I'm back in a town I first lived in a decade ago. I lived here for six years and left for four, and now here I am again, driving familiar streets, shopping familiar stores. It is startling how little changes when you leave a place for a while. How easy it is to slip back into the routine of living there.
On my way to Kroger, I pass the building that once housed the offices of the job I held at the time. Below that building, in the alley out back, is the first gay bar I ever entered, out and proud, and scared to death, at the age of 20. I remember my sister taking me there for my 21st birthday. I remember watching her dance months later with a boy who would break her heart.

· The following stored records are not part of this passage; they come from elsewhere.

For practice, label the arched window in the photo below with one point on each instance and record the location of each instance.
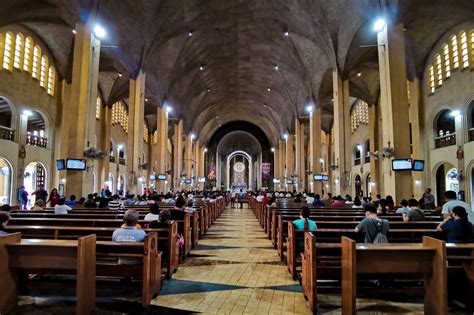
(98, 105)
(432, 83)
(51, 80)
(28, 54)
(455, 51)
(19, 46)
(8, 51)
(36, 62)
(464, 50)
(447, 61)
(43, 69)
(439, 71)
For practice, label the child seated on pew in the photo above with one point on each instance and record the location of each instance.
(4, 218)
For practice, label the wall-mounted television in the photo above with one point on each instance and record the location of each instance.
(402, 165)
(76, 164)
(418, 165)
(60, 165)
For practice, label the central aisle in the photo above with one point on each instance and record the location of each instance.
(234, 270)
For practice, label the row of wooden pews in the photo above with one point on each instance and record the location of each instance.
(46, 243)
(334, 254)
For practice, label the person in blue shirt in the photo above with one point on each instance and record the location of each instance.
(457, 227)
(304, 223)
(317, 201)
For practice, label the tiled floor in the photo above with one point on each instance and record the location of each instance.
(235, 270)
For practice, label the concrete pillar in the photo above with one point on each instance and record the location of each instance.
(188, 158)
(342, 134)
(160, 148)
(394, 109)
(136, 116)
(290, 160)
(414, 107)
(374, 146)
(315, 148)
(104, 165)
(82, 104)
(299, 154)
(177, 154)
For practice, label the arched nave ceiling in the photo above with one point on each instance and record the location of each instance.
(238, 43)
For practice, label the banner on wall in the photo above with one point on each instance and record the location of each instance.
(211, 175)
(266, 171)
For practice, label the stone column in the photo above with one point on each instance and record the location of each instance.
(342, 134)
(177, 154)
(315, 148)
(374, 146)
(299, 150)
(188, 157)
(394, 109)
(160, 150)
(136, 116)
(104, 165)
(290, 160)
(81, 105)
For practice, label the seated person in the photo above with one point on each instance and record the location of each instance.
(4, 217)
(129, 232)
(317, 200)
(304, 223)
(90, 203)
(72, 201)
(457, 227)
(372, 225)
(153, 215)
(115, 203)
(61, 208)
(39, 204)
(415, 213)
(357, 203)
(404, 207)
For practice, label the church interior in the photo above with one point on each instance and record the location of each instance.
(237, 157)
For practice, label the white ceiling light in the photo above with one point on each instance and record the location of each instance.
(379, 25)
(99, 31)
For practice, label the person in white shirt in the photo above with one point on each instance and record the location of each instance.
(61, 208)
(451, 202)
(153, 215)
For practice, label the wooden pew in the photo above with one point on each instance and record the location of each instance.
(149, 268)
(167, 238)
(427, 261)
(52, 256)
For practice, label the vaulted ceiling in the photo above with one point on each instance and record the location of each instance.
(251, 71)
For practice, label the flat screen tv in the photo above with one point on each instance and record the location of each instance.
(60, 165)
(418, 165)
(76, 164)
(402, 165)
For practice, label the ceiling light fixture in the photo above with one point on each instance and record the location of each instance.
(379, 25)
(99, 31)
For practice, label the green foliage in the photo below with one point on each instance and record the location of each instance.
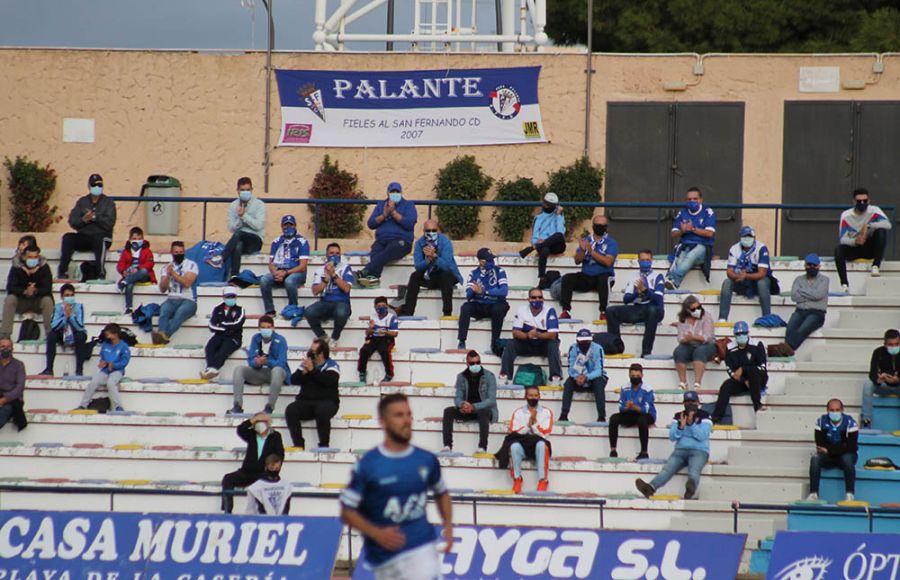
(30, 187)
(580, 181)
(337, 220)
(510, 222)
(728, 25)
(461, 179)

I remember dancing there myself with a girl I barely knew, a girl who is now a man named Jakob, my husband. I mean, who could have predicted that, on a dance floor seven years ago? Who could possibly see where the map would lead and which sections I had yet to unlock?
Kroger has great produce, but their freezer section is lacking. Which means I turn around and head for Wal-Mart. And on the way to Wal-Mart, I pass a bus station that used to make me cry. I pass a balcony I used to stand on at sunset, looking toward the horizon, thinking about the future. I pass a college I used to attend, a house, an apartment, a trailer I used to live in. All of these so vivid, so familiar. But I can only see the outline now. I can't click. Although the memories are so vivid I can taste the oatmeal cookies I used to bake and smell the laundry detergent I used to use, these sections of my life aren't active anymore. They don't light up when I mouse over them.
Just past Wal-Mart is a little yellow house. It isn't mine, but I've got high hopes for it. I can't help but look at it and wonder whether it's on the map. Whether the outline is there, waiting to become active so I can click on it, so I can enter. I can't help but hope for oatmeal cookies in that place, for the homey smell of laundry detergent and a headful of memories I've yet to know.
Once, I walked past a kid in a dance club and half-turned, thought, I'm going to know that person someday. And once, ten years ago, I walked around this city fresh, without knowing a single face, a single building.
It's funny how many times you can walk past your home and not know it.